Publié par Kamel Bouchama
le 13.07.2019
Le mardi 9 juillet, en son domicile, aâmmi Tahar nous a quittés, paisiblement, pour rejoindre le Seigneur des mondes... il a tiré sa révérence, au moment où personne ne s’attendait à le voir partir, tellement il était alerte malgré ses quatre-vingt-dix ans... Une vie bien remplie, non pas de privilège et de fortune, comme d’aucuns en notre monde chez les boulimiques aigrefins, mais d’enthousiasme patriotique, de militantisme prodigue et généreux, d’engagement continu, et de don de soi qui faisaient de lui cet intellectuel inlassable, avec une production littéraire, inégale malgré son âge.
J’ai appris la nouvelle avec beaucoup d’émotion et une dose incommensurable d’affliction pour cet Homme que j’ai bien connu, que j’ai longtemps approché pour apprendre de lui, pour m’inspirer de ses œuvres et m’initier à sa sagesse. Un Homme d’un autre monde, franchement, celui qui ne vivait que pour faire du bien et se sacrifier pour les autres.
Il y a quelques jours seulement, il m’appelait pour me dire qu’il était là, à Alger, et qu’il est bien rentré chez lui après une brève visite chez sa fille, qu’il aimait tant. Il voulait me voir pour discuter comme d’habitude, en faisant ce grand tour d’horizon où nous abordions, inévitablement, les problèmes du pays qui le prenaient à la gorge, en bref, qui le tourmentaient, lui le militant de toujours, celui qui a œuvré inlassablement pour la libération, le progrès et le développement de notre pays. Et là, comme toujours, après notre constat de la situation difficile que vit l’Algérie, il se ressaisissait, puisqu’il avait cet instinct qu’il ne pouvait réprimer..., cet instinct qui l’élevait au-dessus de toute considération et au-dessus de toutes les difficultés. Alors, avec un soupir de soulagement, il se redressait gaillardement, et me lançait : «Kamel, nous allons y arriver !»
«Aâmmi Tahar» a été à la bonne école, assurément. Bon sang ne saurait mentir ! Son père a suivi le noble métier de l’enseignement et a eu de célèbres personnages comme élèves, dont El Fodhil El Ourtilani. C'est de famille, assurément... Son frère également, Mouloud Gaïd, s'est fait remarquer dans l'écriture de l'histoire de nos ancêtres et a laissé des œuvres importantes. Malika, sa sœur, elle aussi bien cultivée, a eu un autre destin. Elle a écrit son nom dans le registre des martyrs dans les rangs de l'ALN, pendant la glorieuse lutte de Libération nationale.

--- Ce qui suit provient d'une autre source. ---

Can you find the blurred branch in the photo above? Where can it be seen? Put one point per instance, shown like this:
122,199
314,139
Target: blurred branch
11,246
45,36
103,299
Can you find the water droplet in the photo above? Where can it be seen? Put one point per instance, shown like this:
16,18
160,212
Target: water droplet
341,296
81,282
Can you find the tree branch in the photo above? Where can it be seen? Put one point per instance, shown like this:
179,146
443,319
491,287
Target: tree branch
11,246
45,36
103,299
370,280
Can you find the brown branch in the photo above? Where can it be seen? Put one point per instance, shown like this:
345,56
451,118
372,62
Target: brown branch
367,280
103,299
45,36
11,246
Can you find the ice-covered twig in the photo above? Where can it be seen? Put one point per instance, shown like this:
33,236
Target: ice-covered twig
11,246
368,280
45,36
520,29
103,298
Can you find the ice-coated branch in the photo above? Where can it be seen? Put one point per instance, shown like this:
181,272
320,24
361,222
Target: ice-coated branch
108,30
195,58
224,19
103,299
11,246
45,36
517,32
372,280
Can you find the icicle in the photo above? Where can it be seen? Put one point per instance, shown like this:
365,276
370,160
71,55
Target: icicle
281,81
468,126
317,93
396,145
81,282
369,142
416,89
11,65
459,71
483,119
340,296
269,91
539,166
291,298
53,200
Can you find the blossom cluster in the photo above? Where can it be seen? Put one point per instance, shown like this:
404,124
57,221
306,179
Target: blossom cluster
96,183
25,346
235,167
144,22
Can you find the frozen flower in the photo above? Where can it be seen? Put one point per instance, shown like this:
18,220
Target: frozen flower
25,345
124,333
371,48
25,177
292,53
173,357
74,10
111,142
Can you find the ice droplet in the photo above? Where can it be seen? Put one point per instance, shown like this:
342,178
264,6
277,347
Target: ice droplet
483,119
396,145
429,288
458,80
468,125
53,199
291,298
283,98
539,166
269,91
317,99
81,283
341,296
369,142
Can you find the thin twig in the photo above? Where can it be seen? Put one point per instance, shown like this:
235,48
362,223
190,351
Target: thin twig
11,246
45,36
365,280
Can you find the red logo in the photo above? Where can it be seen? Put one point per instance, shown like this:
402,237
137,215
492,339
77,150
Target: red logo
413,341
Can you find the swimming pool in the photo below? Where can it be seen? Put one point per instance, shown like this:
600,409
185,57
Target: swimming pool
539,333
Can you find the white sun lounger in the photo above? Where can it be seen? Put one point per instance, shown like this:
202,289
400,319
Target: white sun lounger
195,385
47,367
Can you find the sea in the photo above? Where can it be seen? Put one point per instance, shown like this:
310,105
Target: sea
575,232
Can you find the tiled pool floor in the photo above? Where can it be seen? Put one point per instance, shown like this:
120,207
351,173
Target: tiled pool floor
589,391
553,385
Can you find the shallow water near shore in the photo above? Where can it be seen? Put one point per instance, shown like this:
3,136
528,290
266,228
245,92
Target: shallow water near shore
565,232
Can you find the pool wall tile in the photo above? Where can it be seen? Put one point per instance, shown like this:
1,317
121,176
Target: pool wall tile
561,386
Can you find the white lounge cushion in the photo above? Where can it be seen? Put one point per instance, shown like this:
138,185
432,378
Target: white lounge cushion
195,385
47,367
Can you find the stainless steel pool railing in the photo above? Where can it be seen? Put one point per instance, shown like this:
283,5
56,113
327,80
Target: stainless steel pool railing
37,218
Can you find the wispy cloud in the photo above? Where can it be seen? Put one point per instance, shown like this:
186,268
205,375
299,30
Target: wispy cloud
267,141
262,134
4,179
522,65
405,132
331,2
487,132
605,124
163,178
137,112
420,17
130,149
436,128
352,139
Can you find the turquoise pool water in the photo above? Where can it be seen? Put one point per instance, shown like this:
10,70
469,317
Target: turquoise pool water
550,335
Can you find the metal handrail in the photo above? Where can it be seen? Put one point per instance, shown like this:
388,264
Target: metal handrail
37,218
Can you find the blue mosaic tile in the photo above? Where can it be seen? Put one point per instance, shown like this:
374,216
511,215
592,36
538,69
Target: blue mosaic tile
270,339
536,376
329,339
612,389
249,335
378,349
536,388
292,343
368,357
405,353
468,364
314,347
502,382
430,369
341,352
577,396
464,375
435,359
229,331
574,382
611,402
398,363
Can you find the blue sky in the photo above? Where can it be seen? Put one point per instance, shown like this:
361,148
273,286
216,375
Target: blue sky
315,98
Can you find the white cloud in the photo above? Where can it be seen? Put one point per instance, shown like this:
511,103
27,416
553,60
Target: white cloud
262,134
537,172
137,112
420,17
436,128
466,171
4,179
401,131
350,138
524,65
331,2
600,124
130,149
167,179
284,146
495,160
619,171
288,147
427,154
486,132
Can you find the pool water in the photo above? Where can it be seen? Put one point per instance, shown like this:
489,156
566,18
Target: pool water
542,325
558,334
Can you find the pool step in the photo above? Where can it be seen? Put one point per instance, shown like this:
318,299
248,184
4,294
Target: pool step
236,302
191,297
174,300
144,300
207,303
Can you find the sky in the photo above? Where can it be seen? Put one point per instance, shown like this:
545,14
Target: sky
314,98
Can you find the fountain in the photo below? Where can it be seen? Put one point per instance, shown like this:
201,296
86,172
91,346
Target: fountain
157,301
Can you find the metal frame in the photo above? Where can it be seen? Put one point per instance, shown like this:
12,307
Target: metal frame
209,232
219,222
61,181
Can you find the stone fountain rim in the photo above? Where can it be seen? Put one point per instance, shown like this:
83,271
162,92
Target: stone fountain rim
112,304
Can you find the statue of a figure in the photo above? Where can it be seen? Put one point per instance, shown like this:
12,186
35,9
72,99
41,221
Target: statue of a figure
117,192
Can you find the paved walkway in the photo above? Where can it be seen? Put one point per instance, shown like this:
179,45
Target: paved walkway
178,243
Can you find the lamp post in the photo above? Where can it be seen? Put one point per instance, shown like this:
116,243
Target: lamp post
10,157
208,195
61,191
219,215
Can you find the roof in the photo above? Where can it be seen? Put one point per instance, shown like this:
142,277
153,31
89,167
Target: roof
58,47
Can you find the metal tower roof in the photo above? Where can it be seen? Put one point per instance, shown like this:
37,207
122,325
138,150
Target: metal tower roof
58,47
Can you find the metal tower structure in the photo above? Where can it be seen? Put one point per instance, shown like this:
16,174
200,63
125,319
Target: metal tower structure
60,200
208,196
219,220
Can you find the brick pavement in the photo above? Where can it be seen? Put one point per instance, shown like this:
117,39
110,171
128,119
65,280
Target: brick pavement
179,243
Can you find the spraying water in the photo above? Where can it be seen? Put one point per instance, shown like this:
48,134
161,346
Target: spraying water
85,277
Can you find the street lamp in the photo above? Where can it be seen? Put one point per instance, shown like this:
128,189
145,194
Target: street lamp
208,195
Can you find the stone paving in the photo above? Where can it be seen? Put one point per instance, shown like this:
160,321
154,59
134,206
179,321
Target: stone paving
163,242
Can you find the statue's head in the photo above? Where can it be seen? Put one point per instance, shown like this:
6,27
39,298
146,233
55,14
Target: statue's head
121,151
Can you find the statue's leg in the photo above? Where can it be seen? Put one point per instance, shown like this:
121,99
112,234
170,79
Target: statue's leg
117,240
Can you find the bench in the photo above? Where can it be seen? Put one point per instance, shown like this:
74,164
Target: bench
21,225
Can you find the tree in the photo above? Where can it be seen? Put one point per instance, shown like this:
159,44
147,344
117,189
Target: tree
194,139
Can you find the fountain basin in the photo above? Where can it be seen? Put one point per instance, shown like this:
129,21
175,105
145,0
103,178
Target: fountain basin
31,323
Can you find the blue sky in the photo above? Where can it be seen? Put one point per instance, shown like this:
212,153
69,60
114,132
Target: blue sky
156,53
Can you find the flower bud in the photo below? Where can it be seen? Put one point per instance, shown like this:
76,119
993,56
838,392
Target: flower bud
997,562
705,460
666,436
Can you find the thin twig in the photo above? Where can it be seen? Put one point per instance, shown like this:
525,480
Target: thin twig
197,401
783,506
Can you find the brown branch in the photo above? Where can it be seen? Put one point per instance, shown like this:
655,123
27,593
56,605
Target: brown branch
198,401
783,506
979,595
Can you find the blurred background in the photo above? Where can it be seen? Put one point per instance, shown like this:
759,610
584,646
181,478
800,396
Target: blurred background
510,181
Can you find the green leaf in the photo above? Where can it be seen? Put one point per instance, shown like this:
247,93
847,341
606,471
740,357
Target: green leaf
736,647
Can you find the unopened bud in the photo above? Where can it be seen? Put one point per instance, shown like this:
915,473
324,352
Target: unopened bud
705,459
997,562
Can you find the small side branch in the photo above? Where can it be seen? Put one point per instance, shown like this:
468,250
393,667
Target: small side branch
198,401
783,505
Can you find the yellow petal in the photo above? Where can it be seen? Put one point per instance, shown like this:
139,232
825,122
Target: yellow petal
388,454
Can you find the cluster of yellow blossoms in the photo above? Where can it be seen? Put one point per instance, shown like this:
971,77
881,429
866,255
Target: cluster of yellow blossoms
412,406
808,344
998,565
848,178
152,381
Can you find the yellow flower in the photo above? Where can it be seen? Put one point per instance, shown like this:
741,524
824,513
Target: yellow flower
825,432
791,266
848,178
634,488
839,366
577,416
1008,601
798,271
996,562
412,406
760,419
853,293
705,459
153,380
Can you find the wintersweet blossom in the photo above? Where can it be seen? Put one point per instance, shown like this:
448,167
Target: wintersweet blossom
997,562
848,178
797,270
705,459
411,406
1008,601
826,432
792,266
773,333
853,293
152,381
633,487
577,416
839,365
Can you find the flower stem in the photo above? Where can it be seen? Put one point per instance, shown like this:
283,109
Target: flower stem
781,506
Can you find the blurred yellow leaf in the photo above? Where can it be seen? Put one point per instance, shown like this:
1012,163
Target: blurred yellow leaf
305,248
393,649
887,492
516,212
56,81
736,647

Oui «aâmmi Tahar» a été à la bonne école, car très jeune, à l’âge de 15 ans, il a eu la chance de connaître les fonctions de responsable quand il a rejoint les médersas de Constantine et d’Alger, la «Tha’âlibiya». Ensuite, il a fait ses preuves dans plusieurs organisations pour la jeunesse et les étudiants et a poursuivi son chemin aux côtés de dirigeants d’alors qui ont brillé par leurs activités durant notre lutte armée et après, en Algérie indépendante.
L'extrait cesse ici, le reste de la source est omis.